Multiple Business Models are Required to Maximize Online Revenue
In session three, entitled Generating Website Revenue, Don revealed that there are the 12 different types of business models, or “archetypes” that a publisher uses to make money online.
Don used this explanation for the reason behind sectioning your online strategy into separate archetypes. “By packing more functions and tasks into the user interface you are pushing down completion rate.” To find out your completion rate, Don suggested taking 10 users and having them complete about 5 tasks (sign up for email newsletter, find a certain article, etc.). This gives you 50 as 100% completion, with each task counting as 2 points.
Don told the audience that the average website gets 52%, which is not a great number. He also revealed that users are 6x happier if they can find content on their own as opposed to searching for it with a search box.
“Would you buy a product if you could play with it in the store and it only did half the things it said it could do?” Don asked the audience. This same thought process goes for websites, how deeply engaged will a user get if they can’t do what they want to do?

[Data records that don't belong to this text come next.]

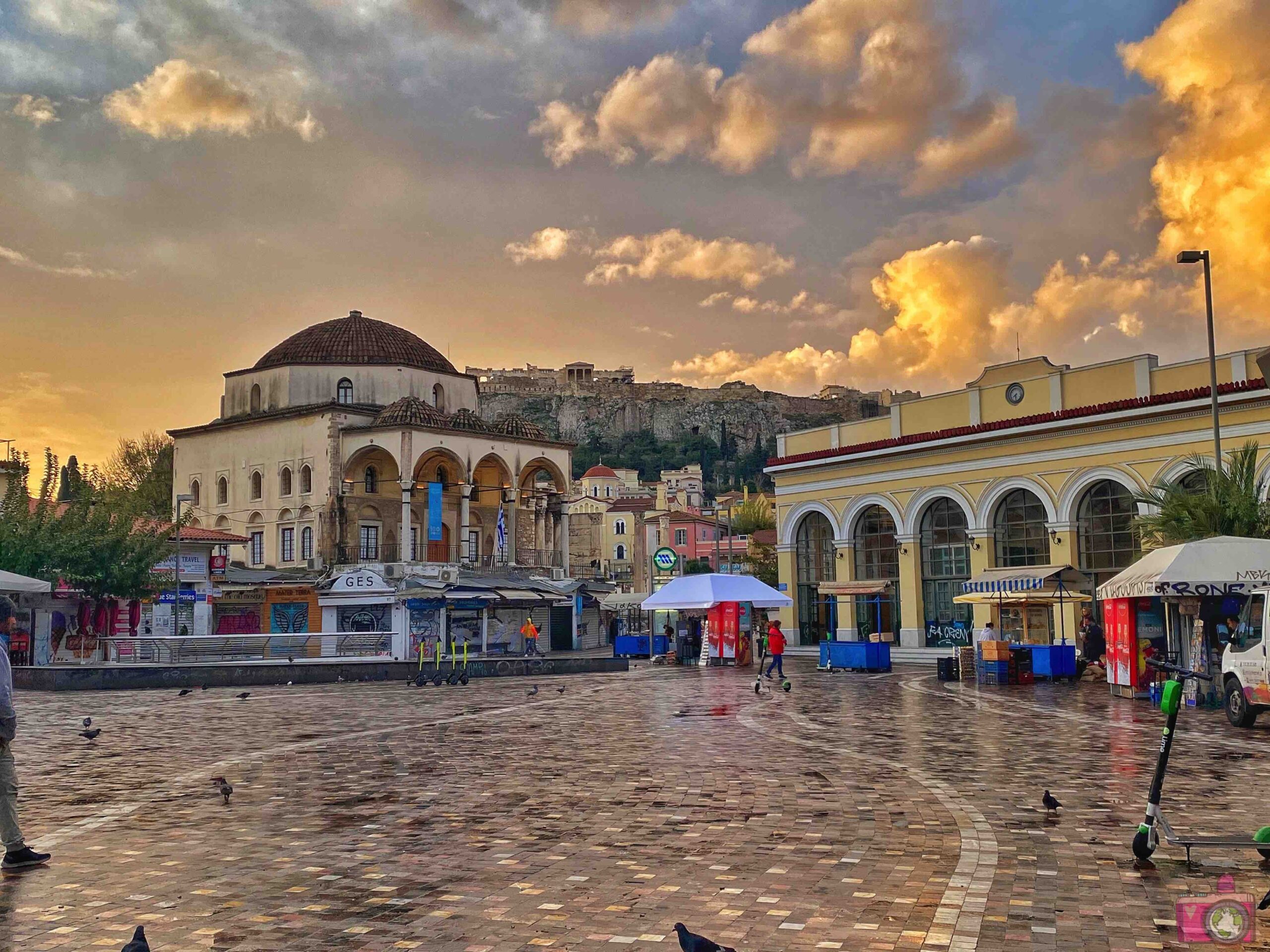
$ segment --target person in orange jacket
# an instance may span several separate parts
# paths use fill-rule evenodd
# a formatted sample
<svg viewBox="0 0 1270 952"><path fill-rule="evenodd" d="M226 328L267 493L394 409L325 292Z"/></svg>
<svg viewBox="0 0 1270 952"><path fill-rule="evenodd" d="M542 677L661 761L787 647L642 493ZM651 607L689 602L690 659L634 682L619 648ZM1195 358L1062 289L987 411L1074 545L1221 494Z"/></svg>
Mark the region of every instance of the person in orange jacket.
<svg viewBox="0 0 1270 952"><path fill-rule="evenodd" d="M770 679L772 677L772 669L781 673L781 678L785 678L785 632L781 631L781 619L772 618L772 623L767 626L767 650L772 652L772 663L767 665L766 677Z"/></svg>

This is where Don explained that the following archetypes are made to simplify tasks for the user. Each archetype has its own set of tasks made explicitly for each archetype therefore reducing the amount of tasks on any one website.
Below we’ll show how you might implement it on your own website (in brackets), and an example of a single existing independent example below that.
- Internet Hub (Example: a constantly updated and content-rich portal that is free)
- Social Network (Example: a forum or a place for user-generated content)
- Online Magazine (Example: a linear issue-based online magazine)
- Search Engine (Example: a search box)
- Directory Website (Example: an about or glossary page)
- Lead Generation Website (Example: a “Free Reports” tab)
- Classified Website (Example: a job board)
- Book Website (Example: a book store with individual landing pages)
- Catalog Website (Example: a marketplace selling multiple types of products with a shopping cart)
- Event Website (Example: a single event page with daughter pages)
- Newsletter Website (Example: a newsletter archive)
- Membership Website (Example: a library of content)
Don explained that even the largest publishers won’t use half of these archetypes. Websites like Boston.com have several “Internet Hubs”, decided by audience (Sports, A&E, Travel, Weather), but only use two other archetypes (Classified and Search Engine). The benefit to knowing all of these archetypes is seeing where you have the opportunity to grow.
Valuable tools that Don mentioned during this session:
Yahoo! Site Explorer – Find out how many inbound links you have
Compete.com – Find out your visitors, how many pages they view, and how long they stay.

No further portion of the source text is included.